Regimen D: Pridopidine, by Prilenia Therapeutics – Enrollment Complete
Pridopidine is a highly selective Sigma-1 receptor (S1R) agonist developed by Prilenia for the treatment of neurodegenerative and neurodevelopmental disorders. S1R regulates key cellular pathways, commonly impaired in neurodegeneration. Of particular interest is its role in the pathogenesis of ALS which is supported by human genetic and postmortem studies as well as by preclinical models. Pridopidine demonstrates robust neuroprotective effects in numerous preclinical models of neurodegenerative diseases including models of ALS. Compelling preclinical data supports the therapeutic potential of pridopidine in ALS. In ALS SOD1G93A motor neurons (MNs), pridopidine exerts neuroprotective effects via activation of the S1R. Specifically, pridopidine increases MN survival, improves BDNF and GDNF axonal transport, and restores the neuro-muscular junction (NMJ) synaptic activity. In vivo, pridopidine treatment of SOD1G93A mice reduces toxic protein aggregates and ameliorates muscle fiber wasting.
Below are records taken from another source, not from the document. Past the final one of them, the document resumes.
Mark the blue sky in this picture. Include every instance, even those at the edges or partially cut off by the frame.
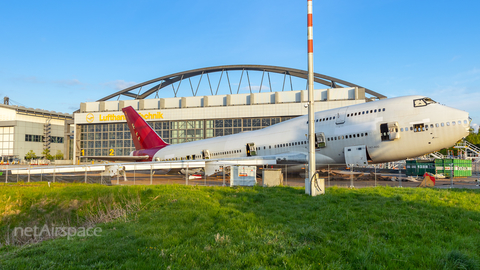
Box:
[0,0,480,131]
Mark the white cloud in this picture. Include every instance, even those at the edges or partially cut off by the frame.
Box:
[103,80,137,90]
[14,76,85,87]
[52,79,84,87]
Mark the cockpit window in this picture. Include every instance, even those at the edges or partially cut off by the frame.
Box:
[413,98,437,107]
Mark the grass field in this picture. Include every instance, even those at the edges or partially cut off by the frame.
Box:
[0,183,480,269]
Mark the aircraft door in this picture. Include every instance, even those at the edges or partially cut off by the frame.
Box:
[335,107,347,125]
[380,122,400,141]
[315,132,327,149]
[246,143,257,157]
[344,145,368,166]
[202,149,210,159]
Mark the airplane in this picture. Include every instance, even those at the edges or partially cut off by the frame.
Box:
[114,95,471,171]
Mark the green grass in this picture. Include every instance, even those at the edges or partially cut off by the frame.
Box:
[0,184,480,269]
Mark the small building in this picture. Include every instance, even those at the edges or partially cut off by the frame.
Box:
[0,104,73,162]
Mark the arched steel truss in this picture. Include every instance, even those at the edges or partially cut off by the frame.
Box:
[98,65,386,101]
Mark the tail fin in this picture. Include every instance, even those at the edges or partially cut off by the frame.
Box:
[122,106,168,150]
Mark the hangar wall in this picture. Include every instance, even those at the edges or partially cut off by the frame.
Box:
[74,87,365,158]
Clinical support for the validity of the S1R as a potential target for ALS can be derived from a prior trial using a non-selective S1R agonist, showing S1R activation may enhance bulbar and speech function in ALS patients. Pridopidine in vivo target engagement in humans is validated by PET imaging, providing support of the optimal clinical dose. Prior clinical data with pridopidine demonstrates a favorable safety and tolerability profile and provides evidence for a beneficial effect on functional outcome in another neurodegenerative disease.
Previous research supports pridopidine’s neuroprotective properties in Huntington’s disease models. For more information, you can view information on pridopidine in Huntington's disease or read a selection of published articles about pridopidine.
Note: On Feb 23, 2023, the topline results for pridopidine were announced
Regimen E: Trehalose (SLS-005), by Seelos Therapeutics – Enrollment Complete
Trehalose is a low molecular weight disaccharide (0.342 kDa) that crosses the blood-brain barrier, stabilizes proteins and, importantly, activates autophagy, which is the process that clears pathologic material from cells. In animal models of ALS, treatment with trehalose delayed onset of disease, prolonged survival and preserved motor function and motor neurons in the spinal cord. Trehalose activates autophagy through the activation of Transcription Factor EB (TFEB), a key factor in lysosomal and autophagy gene expression. Activation of TFEB is an emerging therapeutic target for a myriad of diseases with pathologic accumulation of storage material. The drug is manufactured by Seelos Therapeutics, Inc., a clinical-stage biopharmaceutical company focused on the development of therapies for central nervous system disorders and rare diseases.